Uns veem Juno na nuvem que passa, enquanto outros observam a mesma nuvem na esperança de chuva. Tal como Quixote via gigantes onde Sancho via moinhos. E na foto, o que vê?
— Olha que cãozinho adorável!
— Olha que não, é só a mala no chão.
Os olhos nem sempre veem claramente. O que vemos pode ser filtrado por fatores os mais diversos, em especial os que estão dentro de nós.
A repetição dum mito que explica a nuvem. A perturbação do cavaleiro da triste figura. Um objeto cuja aparência momentânea ou circunstanciada é imediatamente processada como a de um cãozinho fofinho.
Iludiu-se o interpretante — neste caso, a adolescente Hannah Murphy que há dois anos fotografou, e postou no Twitter, o que esperava ser um adorável cachorrinho. Interpretou o que viu, de acordo com o que eram as suas expectativas, decerto influenciadas pelo seu conhecimento do mundo e os afetos envolvidos.
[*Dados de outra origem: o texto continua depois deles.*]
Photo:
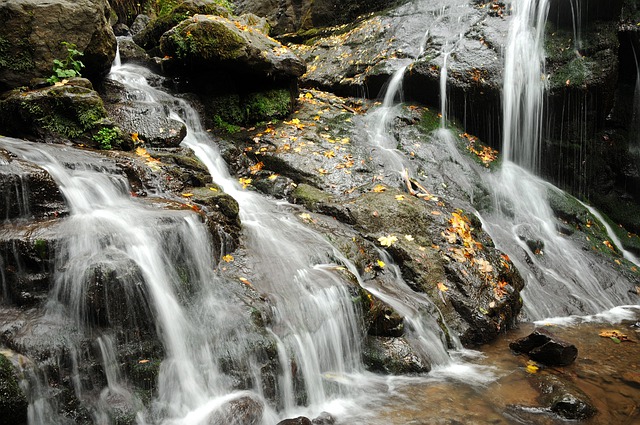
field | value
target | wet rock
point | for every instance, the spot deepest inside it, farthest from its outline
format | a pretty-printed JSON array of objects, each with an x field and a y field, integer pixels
[
  {"x": 291, "y": 16},
  {"x": 13, "y": 402},
  {"x": 324, "y": 419},
  {"x": 115, "y": 294},
  {"x": 148, "y": 37},
  {"x": 242, "y": 411},
  {"x": 215, "y": 46},
  {"x": 26, "y": 258},
  {"x": 544, "y": 347},
  {"x": 130, "y": 52},
  {"x": 564, "y": 399},
  {"x": 149, "y": 120},
  {"x": 300, "y": 420},
  {"x": 392, "y": 356},
  {"x": 31, "y": 33},
  {"x": 27, "y": 191},
  {"x": 71, "y": 111}
]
Uma ilusão de ótica, ou um erro de percepção de novo reproduzidos — ao longo destes dois anos na rede social, onde lá continua a sucsitar interpretações como as que relatadas no parágrafo inicial — por quem esperava ver ao pé da dona um cão e não a mala. Uma mala no chão? "Eu nunca ia pôr a minha mala no chão, que nojo". Ou, talvez, porque há superstições ligadas ao colocar a mala no chão, ou outra razão, mesmo sem (aparente) razão.
As certezas perante a complexidade do real exigem mais do que ver. Obrigam a ver "com olhos de ver", expressão corriqueira mas que para ser provada — e para não ser pleonasmo — obrigaria a uma longa dissertação.
Ou, dito mais chãmente: Ver como Sancho e sonhar como Quixote.